The themes of self-knowledge and rhetorical power can be seen in many places throughout Shakespeare’s tragedy Othello, and indeed Shakespeare’s treatments of these themes are so complex that they cannot easily be discussed here. One passage, however, invites particular attention.
In that passage, Othello has been summoned before the aristocrats of Venice and has been accused by one of these men, Brabantio, with the crime of using witchcraft to seduce and marry Brabantio’s daughter, Desdemona. Othello answers these charges in one of the most famous and rhetorically powerful of his speeches in the entire play. Othello begins by addressing the assembled aristocrats:
Most potent, grave, and reverend signiors,
My very noble and approved good masters,
That I have ta’en away this old man’s daughter,
It is most true; true I have married her. (1.3.76-79)

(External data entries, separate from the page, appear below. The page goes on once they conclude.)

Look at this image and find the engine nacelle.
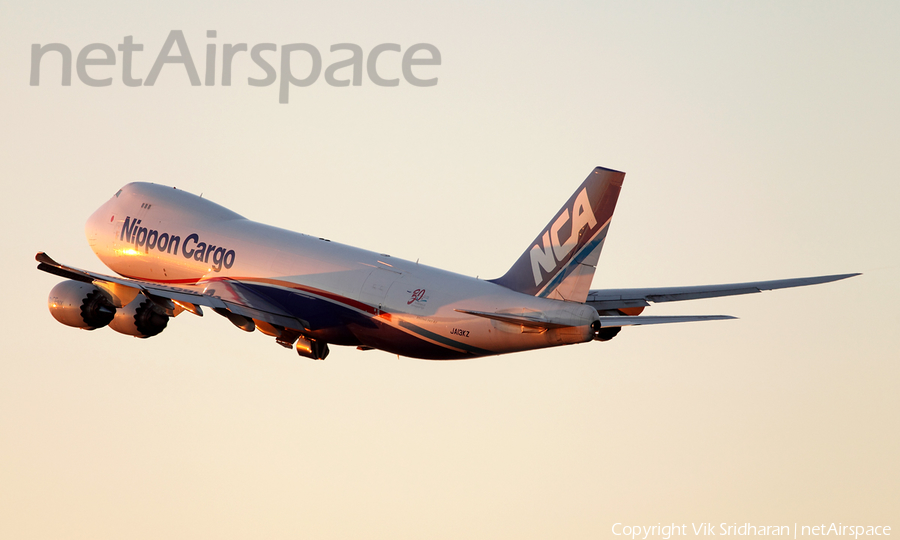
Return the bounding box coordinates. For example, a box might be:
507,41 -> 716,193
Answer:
591,321 -> 622,341
47,279 -> 116,330
109,294 -> 169,338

Othello speaks with quiet authority and genuine eloquence, even though he later wrongly claims, “Rude am I in my speech” (1.3.81). His rhetorical power derives from his strong self-confidence and his strong sense of self-knowledge. At this point in the play, he knows who he is in particular and also the kind of person he wants to be. He knows his values; he knows his history; he knows his strengths; and he knows that Desdemona loves him. The speech that begins “Her father loved me” is extremely powerful rhetorically, partly for all the reasons just mentioned (1.3.127-169). Indeed, the speech is so powerful that when it concludes, the Venetian Duke comments, “I think this tale would win my daughter too” (1.3.170). In this scene, therefore, Othello demonstrates the strong tie between self-knowledge and rhetorical power.
Ironically, another character in the first act who also demonstrates a strong tie between self-knowledge and rhetorical power is Iago. After cleverly using rhetoric to manipulate Roderigo, Iago congratulates himself on his self-knowledge and worldly wisdom:
Thus do I ever make my fool my purse;
For I my own gained knowledge should profane
If I would time expend with such a snipe
But for my sport and profit. (1.3.372-75)
Iago is such a rhetorically powerful figure throughout the play because he knows himself so well and can therefore manipulate others so easily. His absolute self-assurance and self-knowledge allow him to use rhetoric to control others, especially those who are less and less sure of themselves, as later becomes true, ironically, even (or especially) of Othello.